The coefficient results of the proposed method reveal that loan line, early repayment, gender, housing status, annual household income, employment status, type of workplace, and occupation are important covariates for credit risk assessment. The impact of business type and education on credit is not clear.
The loan line has a positive effect. One possible explanation is that customers with better credit status are more likely to obtain a higher loan line. Customers with housing loans are more likely to default. The increasing annual household income leads to better credit status. Employed customers are less likely to default. Compared with other employment groups such as self-employed, freelance, and unemployed, the employed group has a more stable income and is less likely to default. Customers who work in a government organization and institution have better credit status. Customers who are managers or commercial and service workers are less likely to default. Customers with early payment records tend to maintain good credit records and are less likely to default. Compared with women, men are more likely to default. This is consistent with the results of [35] and the personality characteristics of men's risk preference [36].
5.
Conclusions
The cure rate model is commonly used when the data has long-term survivors. The model is composed of two parts.
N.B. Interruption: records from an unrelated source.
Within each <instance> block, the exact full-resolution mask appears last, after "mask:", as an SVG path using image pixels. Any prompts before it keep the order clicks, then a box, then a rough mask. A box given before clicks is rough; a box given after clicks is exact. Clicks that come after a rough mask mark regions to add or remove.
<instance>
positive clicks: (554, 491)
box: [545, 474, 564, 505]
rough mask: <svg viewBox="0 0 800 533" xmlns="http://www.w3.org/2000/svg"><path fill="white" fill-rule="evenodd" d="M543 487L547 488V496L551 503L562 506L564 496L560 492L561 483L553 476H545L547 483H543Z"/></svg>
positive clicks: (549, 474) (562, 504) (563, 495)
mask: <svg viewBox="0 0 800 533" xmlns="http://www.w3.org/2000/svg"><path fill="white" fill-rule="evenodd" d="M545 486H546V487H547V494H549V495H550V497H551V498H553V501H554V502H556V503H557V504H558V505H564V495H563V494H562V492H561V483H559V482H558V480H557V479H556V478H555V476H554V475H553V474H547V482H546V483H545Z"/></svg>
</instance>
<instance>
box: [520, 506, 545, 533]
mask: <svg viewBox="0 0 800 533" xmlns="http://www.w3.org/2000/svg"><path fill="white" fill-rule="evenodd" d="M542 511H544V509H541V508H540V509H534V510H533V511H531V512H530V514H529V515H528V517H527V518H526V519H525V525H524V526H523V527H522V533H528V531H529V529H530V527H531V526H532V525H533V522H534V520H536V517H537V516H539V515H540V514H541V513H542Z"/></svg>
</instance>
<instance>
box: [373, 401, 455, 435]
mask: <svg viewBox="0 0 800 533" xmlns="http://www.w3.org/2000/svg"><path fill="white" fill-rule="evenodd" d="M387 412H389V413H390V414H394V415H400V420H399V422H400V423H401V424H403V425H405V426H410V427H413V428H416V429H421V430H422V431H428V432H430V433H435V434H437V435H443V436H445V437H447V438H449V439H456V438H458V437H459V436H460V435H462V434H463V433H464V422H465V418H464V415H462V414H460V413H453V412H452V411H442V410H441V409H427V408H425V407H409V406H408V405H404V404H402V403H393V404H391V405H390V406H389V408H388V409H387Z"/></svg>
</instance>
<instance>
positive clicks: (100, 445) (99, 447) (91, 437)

The incident part describes the probability of cure and the latency part describes the survival function of the uncured group. The drawback of the standard cure rate model is that it assumes that there are no direct constraints between the coefficients corresponding to the same covariates in the two parts of the model. This may lead to conflicting results of covariate effects on the probability of cure and conditional survival of the uncured group. In fact, the two parts of the model describe quite related aspects. It is desirable that there may be some connections between coefficients corresponding to the same covariates. Existing works have considered joint distribution or structural effect of the two sets of covariates, which is too strict.
In this paper, we consider a more flexible cure rate model that allows the two sets of covariates can be in different distributions and magnitudes. In the proposed method, a sign consistency cure rate model is proposed to promote the similarity in the sign of coefficients in the two model parts to improve interpretability. In addition, we also impose a group lasso penalty for variable selection. Simulation results show that compared with alternatives, the proposed method has better performance in terms of variable selection and estimation. An analysis of credit data in China illustrates that the proposed method can improve prediction performance as well as interpretability.
Acknowledgments
We are grateful to the reviewers and the editor for their helpful comments and suggestions. This work was supported by the National Office for Philosophy and Social Sciences of China under Grant 20 & ZD137.
Conflict of interest
The authors declare there is no conflict of interest.